Major laboratory markers were tracked from illness onset. Lymphopenia was present in 42% of patients. Baseline lymphocyte count was significantly higher in survivors compared with nonsurvivors (1.2 vs 0.7; P=.004), as was estimated glomerular filtration rate (eGFR; 53 vs 38 mL/min/1.73 m2). There were no significant differences between the groups in white blood cell, hemoglobin, platelet, alanine aminotransferase, and creatine phosphokinase levels. Nonsurvivors had higher aspartate transaminase (30 vs 24 U/L) and lactic acid dehydrogenase (LDH; 406 vs 296 U/L; P<.001) levels.

In 68% of the cases, mycophenolate (MMF/MPA) or everolimus was reduced or discontinued; calcineurin inhibitor was discontinued in 23% of the cohort (n=32). There was no significant association between immunosuppression withdrawal and mortality. Most patients received hydroxychloroquine (71%) and antibiotics (74%) and a smaller subset of patients received tocilizumab (13%) or antivirals (14%). With the exception of a slightly greater use of antibiotics in nonsurvivors, there was no significant difference in mortality among different treatments of COVID-19.

In univariable analysis, the odds of in-hospital mortality was higher in older patients and patients with higher respiratory rates, LDH, interleukin 6 (IL-6), and procalcitonin levels.
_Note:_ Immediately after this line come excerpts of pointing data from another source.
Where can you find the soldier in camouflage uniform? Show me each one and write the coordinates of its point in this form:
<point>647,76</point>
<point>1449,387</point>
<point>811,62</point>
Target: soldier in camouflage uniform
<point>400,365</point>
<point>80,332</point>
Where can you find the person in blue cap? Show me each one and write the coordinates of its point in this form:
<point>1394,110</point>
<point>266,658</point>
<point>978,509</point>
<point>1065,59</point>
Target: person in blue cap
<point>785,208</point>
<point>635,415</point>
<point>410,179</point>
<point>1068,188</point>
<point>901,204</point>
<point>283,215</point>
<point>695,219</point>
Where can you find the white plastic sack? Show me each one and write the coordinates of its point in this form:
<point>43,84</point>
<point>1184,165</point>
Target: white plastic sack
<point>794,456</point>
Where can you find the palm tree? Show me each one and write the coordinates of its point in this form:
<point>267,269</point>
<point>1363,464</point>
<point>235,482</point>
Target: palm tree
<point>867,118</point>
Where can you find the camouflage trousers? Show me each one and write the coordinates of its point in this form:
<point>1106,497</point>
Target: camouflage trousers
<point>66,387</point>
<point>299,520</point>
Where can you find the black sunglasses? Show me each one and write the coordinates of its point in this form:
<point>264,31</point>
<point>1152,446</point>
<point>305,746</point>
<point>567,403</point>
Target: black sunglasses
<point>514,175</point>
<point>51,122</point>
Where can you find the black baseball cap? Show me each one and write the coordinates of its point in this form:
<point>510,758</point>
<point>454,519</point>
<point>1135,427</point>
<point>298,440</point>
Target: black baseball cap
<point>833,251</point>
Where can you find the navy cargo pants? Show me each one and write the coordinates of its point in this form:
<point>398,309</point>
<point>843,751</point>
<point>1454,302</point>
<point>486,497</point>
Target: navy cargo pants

In patients with diarrhea or higher eGFR levels, mortality risk was lower. Those variables were used for multivariable logistic regression models. In addition to age, there were associations between higher respiratory rate, lower eGFR, and higher IL-6 at admission and increased odds of death.

The researchers cited some limitations to the study, including differences in approaches and access to medications for the treatment of COVID-19, focusing on a homogenous cohort of hospitalized kidney transplant recipients, and the small sample size and retrospective design of the study.

“In conclusion, kidney transplant recipients should be closely monitored as they appear to have a high mortality and acute kidney injury rate. Investigation of the best strategy of immunosuppression adjustment on COVID-19 will be needed,” the researchers said.

Takeaway Points

  1. Researchers in the TANGO International Transplant Consortium conducted a retrospective cohort study to examine the clinical outcomes of a cohort of 144 kidney transplant recipients who were hospitalized due to COVID-19 at 12 transplant centers in North America and Europe.
  2. During a median follow-up of 52 days, 52% of the patients developed acute kidney injury, 29% required intubation, and 32% died.
  3. The patients who died were older, and had lower lymphocyte counts and glomerular filtration rate levels compared with survivors.